Ganglia, or bubbles, trapped by capillary forces inside porous materials occur in a wide range of subsurface and manufacturing applications. In geologic CO2 storage, ganglia are desired as they render the injected CO2 hydrodynamically immobile. But they may evolve by dissolution or mass exchange across the brine, called ripening. In fuel cells and electrolyzers, water/oxygen ganglia must be removed to ensure optimal performance of the device. In both applications, the porous microstructure plays a key role in how the geometry/topology of ganglia evolve as they grow/shrink in size. This dependence is poorly understood but important for controlling ganglion dynamics. Pore-scale models are useful tools for probing the physics, but existing ones are either computationally expensive (e.g., CFD) or incapable of accurately simulating ganglia spanning multiple pores (e.g., pore networks). Our main contribution is a new pore-network model (PNM) that removes this barrier. The PNM can simulate the evolution of multi-pore occupying ganglia due to diffusive mass transfer by ripening or an external concentration field. We validate the PNM against published microfluidic experiments, 2D direct numerical simulations, and an analytical solution previously derived by the authors for a 2D homogeneous domain.

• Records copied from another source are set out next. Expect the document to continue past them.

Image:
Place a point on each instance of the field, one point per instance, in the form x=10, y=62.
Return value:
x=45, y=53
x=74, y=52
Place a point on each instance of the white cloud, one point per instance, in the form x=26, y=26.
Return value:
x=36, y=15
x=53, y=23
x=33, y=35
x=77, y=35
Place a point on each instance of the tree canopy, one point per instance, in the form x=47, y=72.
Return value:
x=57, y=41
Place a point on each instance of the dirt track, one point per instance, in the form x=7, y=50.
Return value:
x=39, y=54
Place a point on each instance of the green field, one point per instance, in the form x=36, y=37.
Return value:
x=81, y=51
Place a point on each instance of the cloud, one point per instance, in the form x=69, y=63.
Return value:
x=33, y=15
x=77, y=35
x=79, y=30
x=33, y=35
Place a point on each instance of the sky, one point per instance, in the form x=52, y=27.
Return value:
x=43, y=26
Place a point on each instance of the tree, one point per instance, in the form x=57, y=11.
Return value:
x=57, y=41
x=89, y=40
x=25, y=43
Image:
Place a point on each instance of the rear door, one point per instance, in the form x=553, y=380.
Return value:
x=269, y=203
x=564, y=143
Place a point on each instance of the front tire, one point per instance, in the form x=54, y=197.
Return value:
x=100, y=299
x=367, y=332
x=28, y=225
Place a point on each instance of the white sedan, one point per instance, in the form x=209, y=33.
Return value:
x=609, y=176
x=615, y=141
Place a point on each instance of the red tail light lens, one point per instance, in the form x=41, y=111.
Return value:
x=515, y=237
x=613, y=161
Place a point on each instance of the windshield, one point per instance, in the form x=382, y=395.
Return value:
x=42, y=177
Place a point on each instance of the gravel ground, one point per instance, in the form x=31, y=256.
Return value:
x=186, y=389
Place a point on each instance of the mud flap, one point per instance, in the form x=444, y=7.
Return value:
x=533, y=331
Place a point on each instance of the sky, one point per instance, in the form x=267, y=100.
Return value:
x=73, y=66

We then use the PNM to study quasi-static growth-shrinkage cycles of trapped ganglia inside heterogeneous porous media. The findings constitute our second contribution, generalizing previous theoretical results by the authors from 2D homogeneous to 3D-planar heterogeneous microstructures. They include: (1) the interfacial area of a ganglion depends approximately linearly on its volume; (2) if the throat-to-pore aspect ratio is large, growth is percolation-like; but (3) if it is small, a hitherto unreported intermittent growth regime precedes percolation, in which ganglia repeatedly fragment and reconnect. These outcomes have implications for selecting optimal storage sites for CO2 and designing fuel cells and electrolyzers with finetuned porous microstructures.